“Yeah. Okay,” she agrees.
I give her an appreciative smile before turning and getting back in my truck. I turn the ignition with a mix of dread and determination.
She’s not at home.
She’s not answering her phone.
Which means she’s somewhere, trying to make sense of what she saw.
I pull my phone from my pocket and try to call her one last time. Because if I don’t explain right now, I might not get a chance to. Trust is fragile, and I shattered hers.
The call goes straight to voicemail. I close my eyes.
“I’m so sorry, Matty.” I end the call and throw my phone across the cab.
Iturned off my phone and tossed it into the bottom drawer of my nightstand without listening to any of the messages that Caison had left.
It’s been two days since I saw him at The Buckhorn, clinking glasses with my horse trainer. Two days, and I’ve only grown angrier.
I glance down at the folder of résumés sitting on my desk. Barn manager, grooms, ranch hands, and a horse trainer—we need them all. Now that Holland Ludlow’s money has finally hit our account, we can afford to hire them. I should be happy, but I find myself staring at the folder instead of reviewing the applicants’ qualifications.

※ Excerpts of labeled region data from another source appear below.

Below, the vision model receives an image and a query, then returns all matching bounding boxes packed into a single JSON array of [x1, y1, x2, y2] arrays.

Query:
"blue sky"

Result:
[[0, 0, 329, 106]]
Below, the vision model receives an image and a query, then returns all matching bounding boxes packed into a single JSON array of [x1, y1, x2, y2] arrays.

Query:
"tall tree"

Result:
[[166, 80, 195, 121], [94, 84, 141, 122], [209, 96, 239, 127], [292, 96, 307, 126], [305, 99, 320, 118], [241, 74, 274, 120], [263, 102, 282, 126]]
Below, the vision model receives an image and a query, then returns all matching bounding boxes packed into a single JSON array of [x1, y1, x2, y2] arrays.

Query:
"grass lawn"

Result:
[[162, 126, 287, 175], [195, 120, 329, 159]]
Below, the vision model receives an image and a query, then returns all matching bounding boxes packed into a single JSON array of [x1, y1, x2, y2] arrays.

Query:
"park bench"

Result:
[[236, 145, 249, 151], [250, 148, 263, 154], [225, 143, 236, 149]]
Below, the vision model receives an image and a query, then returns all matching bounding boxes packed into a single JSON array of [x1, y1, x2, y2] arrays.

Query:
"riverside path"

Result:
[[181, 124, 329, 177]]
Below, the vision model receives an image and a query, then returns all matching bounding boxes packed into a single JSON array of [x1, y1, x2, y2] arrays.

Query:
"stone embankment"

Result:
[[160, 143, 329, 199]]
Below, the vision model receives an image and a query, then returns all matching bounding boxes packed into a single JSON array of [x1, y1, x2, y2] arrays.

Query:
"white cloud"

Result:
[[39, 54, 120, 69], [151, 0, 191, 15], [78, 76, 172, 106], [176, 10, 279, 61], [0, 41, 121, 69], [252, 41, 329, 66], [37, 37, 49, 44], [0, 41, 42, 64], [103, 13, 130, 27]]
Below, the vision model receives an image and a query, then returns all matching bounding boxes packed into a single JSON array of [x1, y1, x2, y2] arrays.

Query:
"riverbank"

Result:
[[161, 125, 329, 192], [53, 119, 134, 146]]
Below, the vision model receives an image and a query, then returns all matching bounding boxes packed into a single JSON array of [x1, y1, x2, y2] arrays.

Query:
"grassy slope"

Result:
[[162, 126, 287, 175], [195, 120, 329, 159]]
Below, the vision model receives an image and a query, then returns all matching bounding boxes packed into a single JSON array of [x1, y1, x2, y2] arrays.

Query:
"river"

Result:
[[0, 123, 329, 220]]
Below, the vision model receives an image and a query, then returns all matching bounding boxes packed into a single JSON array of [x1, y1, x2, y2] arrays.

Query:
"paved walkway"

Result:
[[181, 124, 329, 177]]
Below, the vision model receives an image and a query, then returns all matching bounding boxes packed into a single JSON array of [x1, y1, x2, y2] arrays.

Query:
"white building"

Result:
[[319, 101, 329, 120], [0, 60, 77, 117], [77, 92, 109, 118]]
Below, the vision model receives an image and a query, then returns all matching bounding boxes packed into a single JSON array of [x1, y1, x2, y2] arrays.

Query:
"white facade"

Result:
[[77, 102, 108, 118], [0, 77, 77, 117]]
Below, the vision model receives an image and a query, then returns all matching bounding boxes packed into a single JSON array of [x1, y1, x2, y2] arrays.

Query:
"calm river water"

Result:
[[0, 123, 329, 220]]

Frustrated, I push it aside and open the ranch’s email. There’s a message from Ironhorse. I click on it, and it’s addressed from the desk of the ranch manager, Caison Galloway. The message contains just three words.
Can we talk?
No, we cannot. We will not. I don’t need an explanation to understand exactly what that night meant. He was never on my side. He never really saw me. I was a box to check on the way to Holland Ludlow’s big expansion. Just an insignificant bump in the road to Ironhorse glory.
So, now, I’m done. With him. With all of them.
Shelby tried to talk to me yesterday. She said I should hear him out, that maybe there was more to the story. I told her to stick to barrel racing and leave my love life to me. Charli—God bless her—tried as well, but she’s always been more loyal than logical, and even she’s angry.
Carl, of course, is acting like he deserves a medal, showing up at the barn yesterday as if he were expecting a parade. While I appreciate him clueing me in about what was happening right under my nose, I’m not about to hop into his arms. God knows I considered it for one brief moment. I thought about backtracking to the time when theranch was thriving and I was happily engaged, but you can’t go back. All you can do is move forward. So, that’s exactly what I’m going to do.
I’m done with men.
The only men I need in my life are Grandpa, Daddy, Uncle Boone, and Cabe. They’ve never lied to me, never pulled wool over my eyes. Perhaps not everyone gets the fairy-tale love my parents had. Maybe not everyone finds a soulmate. Maybe true love isn’t meant for someone like me.
And you know what? That’s fine.
I’ve got the ranch. Horses. Family. I’ve got work to do.
I accepted Giles’s resignation without making a scene. He showed up in the barn on Monday morning with his hat in hand, looking like he’d aged a decade overnight. I wasn’t moved. I didn’t make it easier for him.
“You don’t need to work the two weeks,” I told him. “You can pack your things and go today.”
His jaw tightened. “Matty, I didn’t mean for it to go down that way. I was going to tell you, but Caison wanted to talk to you first.”
“Doesn’t matter. I saw what I needed to see.”
“I loved my time here,” he said quietly. “I came to think of you Storms as family.”
I nodded once. “Good luck, Giles.”
And that was it.
I exit the email without responding to Caison, pull up the client list, and begin sorting through it. I mentally assess which clients we may be at risk of losing to Ironhorse. If they’re bringing in a team of top-notch trainers with Giles overseeing their program, many people may decide to leave us.
You’re creating problems that don’t even exist.